I'm trying to combine two Seaborn violin plots into a single one and display relations between three different features. I'm working on the tips dataset:
total_bill tip sex smoker day time size
0 16.99 1.01 Female No Sun Dinner 2
1 10.34 1.66 Male No Sun Dinner 3
2 21.01 3.50 Male No Sun Dinner 3
3 23.68 3.31 Male No Sun Dinner 2
4 24.59 3.61 Female No Sun Dinner 4
.. ... ... ... ... ... ... ...
239 29.03 5.92 Male No Sat Dinner 3
240 27.18 2.00 Female Yes Sat Dinner 2
241 22.67 2.00 Male Yes Sat Dinner 2
242 17.82 1.75 Male No Sat Dinner 2
243 18.78 3.00 Female No Thur Dinner 2
For this data set, I'd like to compare total_bill
for different week days depending on sex
and smoker
columns using the split
option. The graphs I'd like to combine are produced by the code below:
import seaborn as sns
import matplotlib.pyplot as plt
tips = sns.load_dataset("tips")
ax = sns.violinplot(x="day", y="total_bill", hue="smoker", data=tips, palette="muted", split=False)
ax = sns.violinplot(x="day", y="total_bill", hue="sex", data=tips, palette="muted", split=True)
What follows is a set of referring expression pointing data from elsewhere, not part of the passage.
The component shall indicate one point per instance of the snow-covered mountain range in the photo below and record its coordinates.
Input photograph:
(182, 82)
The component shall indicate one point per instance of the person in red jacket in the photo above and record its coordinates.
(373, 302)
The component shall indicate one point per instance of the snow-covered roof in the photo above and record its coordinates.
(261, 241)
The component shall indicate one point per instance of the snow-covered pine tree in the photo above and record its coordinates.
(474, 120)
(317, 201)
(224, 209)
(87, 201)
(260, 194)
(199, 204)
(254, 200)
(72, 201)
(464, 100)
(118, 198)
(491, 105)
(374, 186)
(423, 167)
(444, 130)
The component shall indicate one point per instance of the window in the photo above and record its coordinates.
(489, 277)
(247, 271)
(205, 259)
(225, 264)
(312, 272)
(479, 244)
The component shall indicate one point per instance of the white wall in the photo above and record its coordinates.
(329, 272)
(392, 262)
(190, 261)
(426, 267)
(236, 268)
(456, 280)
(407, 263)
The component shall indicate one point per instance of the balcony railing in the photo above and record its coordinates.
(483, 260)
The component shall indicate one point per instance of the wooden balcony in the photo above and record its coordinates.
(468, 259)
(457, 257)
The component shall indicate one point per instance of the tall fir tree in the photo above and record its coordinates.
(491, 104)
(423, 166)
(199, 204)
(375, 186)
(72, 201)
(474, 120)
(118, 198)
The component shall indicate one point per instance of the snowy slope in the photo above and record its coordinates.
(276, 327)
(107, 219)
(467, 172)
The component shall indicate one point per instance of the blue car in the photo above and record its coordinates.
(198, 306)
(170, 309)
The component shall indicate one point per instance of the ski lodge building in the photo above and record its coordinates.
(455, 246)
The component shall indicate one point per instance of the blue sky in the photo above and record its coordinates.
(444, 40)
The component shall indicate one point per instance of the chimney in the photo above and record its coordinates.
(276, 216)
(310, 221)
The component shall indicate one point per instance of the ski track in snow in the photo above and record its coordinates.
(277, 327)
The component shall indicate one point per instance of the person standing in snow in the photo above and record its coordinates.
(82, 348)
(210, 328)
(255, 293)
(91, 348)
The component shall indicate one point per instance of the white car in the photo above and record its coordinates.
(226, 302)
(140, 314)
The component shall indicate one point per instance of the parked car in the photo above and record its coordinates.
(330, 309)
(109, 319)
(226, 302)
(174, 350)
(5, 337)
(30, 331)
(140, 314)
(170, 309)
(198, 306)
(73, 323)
Is it possible to create a single graph where different violins represent the total_bill
distribution for smokers and non-smokers (as in the first graph), but each of violin is also split to represent differences between men and women? I'd still like to have 8 non-overlapping violins (2 per day - smokers and non smokers), but each will be further split between male and female.
I've found this thread, but the answer creates a separate violin for each combination which is not my goal.